Scientists reveal new HIV vaccine target
Sept. 20, 2000
David Watkins, professor of pathology and laboratory medicine, has published a finding in the Sept. 21 issue of Nature that could open the door to an AIDS vaccine. Using primates, Watrkins has found AIDS virus avoids the body's strongest immune responses during the first few weeks of infection. (Photo: Jeff Miller)
Wisconsin Regional Primate Research Center
Scientists have shown for the first time, using a nonhuman primate model, that the AIDS virus avoids the body's strongest immune responses during the first few weeks of infection. The finding, which appears in the Sept. 21 issue of Nature, opens the door to new vaccine directions.
"We have discovered a potentially promising new approach to attack the AIDS virus," says David Watkins, professor of pathology and laboratory medicine.
"We have found that this early immune evasion allows the virus to sidestep a massive killer T cell response that occurs soon after infection," he added. "These results show that infected individuals do make immune responses that the virus cannot tolerate. The challenge will be to mimic these responses in an HIV vaccine."
Watkins, post-doctoral researcher Todd Allen and graduate student David O'Connor studied rhesus macaques infected with the monkey equivalent of HIV at the Wisconsin Regional Primate Research Center in Madison. Two weeks after infection and before the immune response fully developed, the virus remained unchanged from the stock used to infect the animals.
Shortly thereafter, the killer T-cell immune response that the researchers discovered began to combat the virus. Killer T cells are found throughout the body and are one of the immune system's most powerful weapons; they quickly and directly kill virally infected cells.

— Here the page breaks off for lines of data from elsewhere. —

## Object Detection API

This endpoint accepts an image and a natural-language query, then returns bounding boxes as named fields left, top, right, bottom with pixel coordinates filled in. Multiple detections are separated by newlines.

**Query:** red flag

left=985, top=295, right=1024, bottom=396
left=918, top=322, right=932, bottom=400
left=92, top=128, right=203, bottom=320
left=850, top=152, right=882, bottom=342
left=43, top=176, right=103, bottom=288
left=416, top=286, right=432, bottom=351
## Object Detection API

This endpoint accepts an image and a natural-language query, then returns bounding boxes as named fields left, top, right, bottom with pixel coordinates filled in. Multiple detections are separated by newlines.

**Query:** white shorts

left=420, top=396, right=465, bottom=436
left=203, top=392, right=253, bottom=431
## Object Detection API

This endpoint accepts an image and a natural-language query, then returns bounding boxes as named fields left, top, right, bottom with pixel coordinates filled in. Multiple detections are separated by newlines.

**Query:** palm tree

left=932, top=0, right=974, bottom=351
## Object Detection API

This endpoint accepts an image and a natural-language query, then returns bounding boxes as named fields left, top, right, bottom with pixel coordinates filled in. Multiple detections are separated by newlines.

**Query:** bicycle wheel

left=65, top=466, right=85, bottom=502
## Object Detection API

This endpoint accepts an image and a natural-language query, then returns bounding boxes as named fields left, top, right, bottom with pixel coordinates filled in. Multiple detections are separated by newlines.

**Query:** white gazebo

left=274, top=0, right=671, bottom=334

Four weeks after infection, the scientists could no longer isolate the original virus. Instead, a different virus predominated, one with changes in the region of the virus recognized by the immune response. They mapped this region to the small viral Tat protein, and showed that this Tat-specific killer T-cell response is the most potent early cellular immune response in these animals.
"The virus entirely escaped from the Tat-specific immune response within the first few weeks of infection," Watkins says. "The new virus was no longer recognized by the early Tat-specific killer T cell response. This is an example of Darwinian selection for viruses that evade immune responses and has many implications for novel vaccine approaches."
Until now, early killer T cell immune responses have been overlooked in the war against AIDS. By the time HIV infection is detected in humans, these fleeting, but effective, first lines of defense have already come and gone. Responses that arise later in infection may not be as successful at suppressing the virus.
Watkins believes that regions of the virus recognized by killer T cells during the acute-phase cellular immune response, such as this region found in Tat, might represent particularly effective regions of the virus for inclusion in an HIV vaccine. "If vaccines can induce these killer T cell responses before infection occurs, the opportunity for the virus to subsequently escape from these immune responses would be greatly reduced."
Scientists have previously shown that treatment of HIV-infected patients with AZT and other AIDS drugs often results in the selection of variant, drug-resistant viruses. This study demonstrates that early cellular immune responses also place selective pressure on the virus. The similar rates of selection in both cases lead the researchers to speculate that early killer T cell responses may be nearly as effective as antiretroviral drugs in controlling HIV. They have started to vaccinate monkeys with regions of the Tat protein that they have shown to be recognized by the killer T cells.
"This should induce a massive killer T cell response at the onset of infection," says Watkins. However, he cautions, "This virus has evaded nearly every vaccine-induced immune response to date. We would be surprised and delighted if the virus did not find a way around this Tat-specific immune response."
Collaborators on the study included Alex Sette from Epimmune Inc., a San Diego pharmaceutical company; Steve Wolinsky from Northwestern University, David Allison from Columbia University, Austin Hughes from The University Of South Carolina, Ron Desrosiers from the New England Regional Primate Research Center, and John Altman from The Yerkes Regional Primate Research Center.
The research was supported by the National Institute of Allergy and Infectious Diseases, the National Center for Research Resources, and the Elizabeth Glaser Pediatrics AIDS Foundation. The Wisconsin Regional Primate Research Center is one of eight primate centers supported by the National Institutes of Health.